Story #39 The Virginia Homestead

Shotgun

The Adventures of Gunner the Lab… Oh, and Tiger Too

Story 39: Shotgun

A Virginia Homestead Story — Present Day


The paper was still warm from the printer when the oldest walked out of the DMV.

A learner’s permit. His name on it. A photo where he wasn’t quite smiling but wasn’t quite not smiling either — the careful, steady expression of a kid who’d been waiting for this exact piece of paper for approximately his entire life.

Dad stood in the parking lot holding the keys to the truck. He looked at the keys. He looked at his oldest. He looked at the keys again.

And somewhere deep in his exhausted, cloud-architect, three-boys-and-a-homestead, never-slept-a-full-night-since-2010 soul, a single beautiful thought formed:

I never have to drive again.

He could feel the tears coming. He blinked them back. He was a grown man in a feed store parking lot.

“Here you go, bud,” Dad said, tossing the keys. “You’re driving home.”

The oldest caught them one-handed, because of course he did. He always caught everything one-handed. Dad climbed into the passenger seat for the first time in nine years and let out a breath that felt like it had been waiting since the boys were born.

He closed his eyes.

He was going to nap. Oh, he was going to nap.


That’s when the back door opened and ninety pounds of black Labrador climbed in, climbed over the center console, and planted himself directly in Dad’s lap.

“Gunner. Gunner. Back seat, buddy.”

Gunner’s tail thumped against the dashboard. His face was approximately three inches from Dad’s face. His breath smelled like the salmon treats Mom had given him that morning, and also, somehow, like dirt.

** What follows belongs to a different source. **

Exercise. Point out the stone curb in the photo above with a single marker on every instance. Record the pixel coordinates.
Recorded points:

Dad wrestled him into the back seat. Gunner climbed back into the front. Dad put him in the back. Gunner came back to the front. This happened four times in the parking lot of the DMV while the oldest sat patiently in the driver’s seat, hands at ten and two, waiting for the chaos in the passenger seat to resolve itself.

A woman walking by laughed out loud.

“Gunner, the seat is for me now,” Dad said, in the patient, reasonable voice of a man who had not yet accepted his fate.

Gunner stared at him. Gunner had been the shotgun dog for nine years. Across three states. Through every move, every feed store run, every trip to the vet, every drive-thru where someone occasionally — accidentally, definitely accidentally — handed back a French fry. Shotgun was his birthright. Shotgun was his identity.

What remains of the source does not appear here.